Il nous semble fondamental de savoir et dire comment se déroule tout le processus, depuis la culture, la cueillette… jusqu’à la torréfaction et la distribution. A tous ces stades, les données chiffrées et les critères concernant le respect des individus, de la terre, etc , doivent être claires.

Un café cultivé et/ou ramassé par des paysan-ne-s surexploité-e-s, transporté sur des navires dont les équipages n’ont pas de statut clair (nous ne maîtrisons pas du tout cet aspect, mais il faut y penser), vendu dans des magasins qui font l’essentiel de leur chiffre d’affaires sur la base de la spoliation de petits agriculteurs locaux ou d’ailleurs, d’une activité contaminante pour les sols et les produits, du travail d’employé-e-s sans droits ni salaires dignes, ne saurait être qualifié d’«équitable ». Encore moins de solidaire.

Dans chaque département, le réseau pourra se construire en s’appuyant sur une ou plusieurs associations, du type loi 1901 (nous pouvons donner un coup de main), qui géreront chacune l’achat collectif et la diffusion, tout en participant au contrôle, à la réflexion, aux décisions, etc. Dans notre région, le réseau s'étend : des associations existent sur 5 départements…

Enfin, ce réseau contribue à (re)nouer des liens et des échanges entre individus, collectifs, etc., autour de valeurs et d’objectifs concrets visant à construire des parcelles d’autonomie et des espaces solidaires (mise en place de tontines, participation à des achats collectifs de terres, etc).

 

POUR LES PROCHAINES COMMANDES (2009-2010)

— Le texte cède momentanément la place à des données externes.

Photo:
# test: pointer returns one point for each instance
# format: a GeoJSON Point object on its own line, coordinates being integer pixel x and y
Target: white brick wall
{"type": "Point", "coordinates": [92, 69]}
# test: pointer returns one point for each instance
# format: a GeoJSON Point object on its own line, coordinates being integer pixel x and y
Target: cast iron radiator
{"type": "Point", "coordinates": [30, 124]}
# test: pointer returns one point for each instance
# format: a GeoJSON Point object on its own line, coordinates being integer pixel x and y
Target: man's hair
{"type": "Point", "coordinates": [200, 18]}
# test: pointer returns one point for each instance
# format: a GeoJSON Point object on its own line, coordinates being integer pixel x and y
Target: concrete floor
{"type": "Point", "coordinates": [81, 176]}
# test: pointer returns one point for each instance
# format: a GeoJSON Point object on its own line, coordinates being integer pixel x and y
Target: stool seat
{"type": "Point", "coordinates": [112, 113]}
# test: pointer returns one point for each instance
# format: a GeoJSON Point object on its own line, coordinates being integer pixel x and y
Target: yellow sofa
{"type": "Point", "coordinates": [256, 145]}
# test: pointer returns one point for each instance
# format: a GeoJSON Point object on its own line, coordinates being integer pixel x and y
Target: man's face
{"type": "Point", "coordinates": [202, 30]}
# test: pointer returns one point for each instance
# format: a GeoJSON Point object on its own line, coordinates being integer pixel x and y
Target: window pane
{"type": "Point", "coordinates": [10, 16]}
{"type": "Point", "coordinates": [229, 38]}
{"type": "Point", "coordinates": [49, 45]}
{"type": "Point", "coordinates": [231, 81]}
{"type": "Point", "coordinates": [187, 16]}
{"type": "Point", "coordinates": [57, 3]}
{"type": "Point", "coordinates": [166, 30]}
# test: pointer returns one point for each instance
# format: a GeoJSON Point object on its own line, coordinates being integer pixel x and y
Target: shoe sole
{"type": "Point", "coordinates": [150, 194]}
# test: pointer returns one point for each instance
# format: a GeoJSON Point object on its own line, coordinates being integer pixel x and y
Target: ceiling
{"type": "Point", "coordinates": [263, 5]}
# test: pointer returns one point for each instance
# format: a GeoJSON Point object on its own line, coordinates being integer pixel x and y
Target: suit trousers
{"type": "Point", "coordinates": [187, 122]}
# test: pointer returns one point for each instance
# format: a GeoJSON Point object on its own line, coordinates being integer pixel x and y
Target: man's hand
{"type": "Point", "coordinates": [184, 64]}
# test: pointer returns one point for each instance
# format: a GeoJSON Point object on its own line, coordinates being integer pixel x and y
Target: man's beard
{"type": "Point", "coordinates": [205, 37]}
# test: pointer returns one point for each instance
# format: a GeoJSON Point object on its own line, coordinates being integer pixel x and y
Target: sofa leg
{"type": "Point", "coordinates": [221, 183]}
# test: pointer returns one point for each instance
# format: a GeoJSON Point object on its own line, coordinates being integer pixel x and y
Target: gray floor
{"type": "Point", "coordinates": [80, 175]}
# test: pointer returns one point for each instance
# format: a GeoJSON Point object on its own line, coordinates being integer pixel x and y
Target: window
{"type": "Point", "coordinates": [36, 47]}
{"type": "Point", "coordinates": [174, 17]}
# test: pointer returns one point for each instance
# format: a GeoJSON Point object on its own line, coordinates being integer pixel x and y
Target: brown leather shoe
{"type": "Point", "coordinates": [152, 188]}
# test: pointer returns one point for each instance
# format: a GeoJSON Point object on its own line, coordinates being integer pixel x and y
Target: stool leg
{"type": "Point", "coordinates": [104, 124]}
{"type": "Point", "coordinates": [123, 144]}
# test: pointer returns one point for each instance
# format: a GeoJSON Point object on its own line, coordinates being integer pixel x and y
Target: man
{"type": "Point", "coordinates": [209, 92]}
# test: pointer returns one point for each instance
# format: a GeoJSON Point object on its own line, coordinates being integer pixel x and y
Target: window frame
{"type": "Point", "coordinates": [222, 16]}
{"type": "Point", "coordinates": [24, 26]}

En novembre 2008 nos associations ont fixé la quantité à commander pour 2009 (et payé 50% du prix à Yachil ). Cette commande est de 12,42 tonnes pour Midi-Pyrénées. Les personnes et collectifs intéressés (adhésion obligatoire de 3 euros/an) établissent leurs prévisions d’achat, sachant que leur commande correspondra à un an de consommation, grosso modo de juin 2009 à mai 2010. La livraison se fait chaque mois, à partir du deuxième vendredi.

 

 

Hte-Garonne : asso MUT VITZ 31 - 24, avenue Guillaumet - 31500 - Toulouse

Tarn : asso AMERICASOL - Poudéous Bas - 81500 – Lavaur

Lot : asso SOL QUERCY - Ferme de Nouelle, 46230 Escamps

Gard : asso MUT VITZ 30mutvitz30@laposte.net

d'autres groupes existent dans les Hautes-Pyrénées, le Gers, etc

 

 

 

1Un torréfacteur de la région toulousaine envoie son café torréfié jusqu'en Belgique pour qu'il soit mis en dosettes. Aller-retour en camion : entre le Grenelle de l'environnement et les soucis de rentabilité économique, il n'y a pas photo... Par ailleurs, tant d'emballage pour 6,5gr de café est une aberration pure et simple.

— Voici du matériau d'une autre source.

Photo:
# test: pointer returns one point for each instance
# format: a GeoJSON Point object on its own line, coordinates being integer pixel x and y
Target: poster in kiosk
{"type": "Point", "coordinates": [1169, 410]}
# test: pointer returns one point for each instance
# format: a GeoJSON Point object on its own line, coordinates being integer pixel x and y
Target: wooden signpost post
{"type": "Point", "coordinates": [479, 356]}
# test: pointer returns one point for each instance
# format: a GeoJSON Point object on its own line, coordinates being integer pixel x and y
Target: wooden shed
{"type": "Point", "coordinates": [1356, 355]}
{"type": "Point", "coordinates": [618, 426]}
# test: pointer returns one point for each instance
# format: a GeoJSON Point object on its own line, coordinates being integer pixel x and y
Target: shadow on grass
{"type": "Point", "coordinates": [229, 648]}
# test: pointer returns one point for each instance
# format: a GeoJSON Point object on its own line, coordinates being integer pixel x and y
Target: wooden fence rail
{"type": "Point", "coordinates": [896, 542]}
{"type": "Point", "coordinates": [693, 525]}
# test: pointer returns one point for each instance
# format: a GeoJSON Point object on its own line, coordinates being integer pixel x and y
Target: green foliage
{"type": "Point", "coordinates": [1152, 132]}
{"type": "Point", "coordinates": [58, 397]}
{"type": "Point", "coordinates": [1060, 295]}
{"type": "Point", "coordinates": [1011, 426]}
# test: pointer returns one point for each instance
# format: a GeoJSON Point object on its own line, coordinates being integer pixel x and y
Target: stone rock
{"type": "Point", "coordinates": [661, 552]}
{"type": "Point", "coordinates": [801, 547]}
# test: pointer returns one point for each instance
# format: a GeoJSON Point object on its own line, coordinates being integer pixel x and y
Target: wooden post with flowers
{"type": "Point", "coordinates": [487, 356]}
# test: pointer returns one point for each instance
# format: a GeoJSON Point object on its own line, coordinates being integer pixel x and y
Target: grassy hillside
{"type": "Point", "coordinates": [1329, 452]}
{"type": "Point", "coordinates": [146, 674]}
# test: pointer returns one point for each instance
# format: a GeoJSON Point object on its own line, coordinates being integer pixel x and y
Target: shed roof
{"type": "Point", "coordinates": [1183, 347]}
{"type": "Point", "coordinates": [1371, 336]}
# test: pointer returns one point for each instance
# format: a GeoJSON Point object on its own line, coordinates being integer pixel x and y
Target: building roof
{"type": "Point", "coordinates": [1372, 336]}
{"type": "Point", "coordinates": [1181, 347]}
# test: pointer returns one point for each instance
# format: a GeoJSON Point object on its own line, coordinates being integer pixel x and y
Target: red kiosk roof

2 Le Plan Puebla Panama, entre autres, prévoit la création de couloirs de transports, de « puits de carbone », de zones d’ « écotourisme », ainsi qu’une exploitation accrue de la biodiversité, notamment par les trusts pharmaceutiques, la construction de grands barrages et de « maquiladoras », usines de montage dans le secteur du textile ou de l’électronique, très gourmandes en main d’oeuvre habile, bon marché et si possible « docile »...

3 Consulter à ce propos le site www.zapata.com (le scandale de la certification...)– Un autre groupe « bio et équitable », Cafés de la Selva , est actuellement (2007) lié à de nouveaux groupes paramilitaires, dont le rôle consiste à tenter de déloger les paysans zapatistes des terres récupérées depuis 1994.

4 Le café subit plusieurs transformations après la récolte (dépulpage, fermentation -le beneficio húmedo- et séchage), assurées par le paysan. Le café est alors appelé pergamino. L’élimination de la dernière enveloppe (le parche) s’appelle le beneficio seco. Il ne faut pas confondre le prix payé à la coopérative, sur le port, qui concerne le café oro (et se règle normalement en dollar par livre anglaise) et le prix payé au paysan, réglé en pesos par kilo de pergamino...cette année, à la demande de Yachil, nous paierons au kilo de café en euros.

5 Sur ce thème, on peut voir sur l'internet la brochure réalisée par les « renseignements généreux », ou encore lire le livre de Christian Jacquiau, Les coulisses du commerce équitable (éd. les mille et une nuits).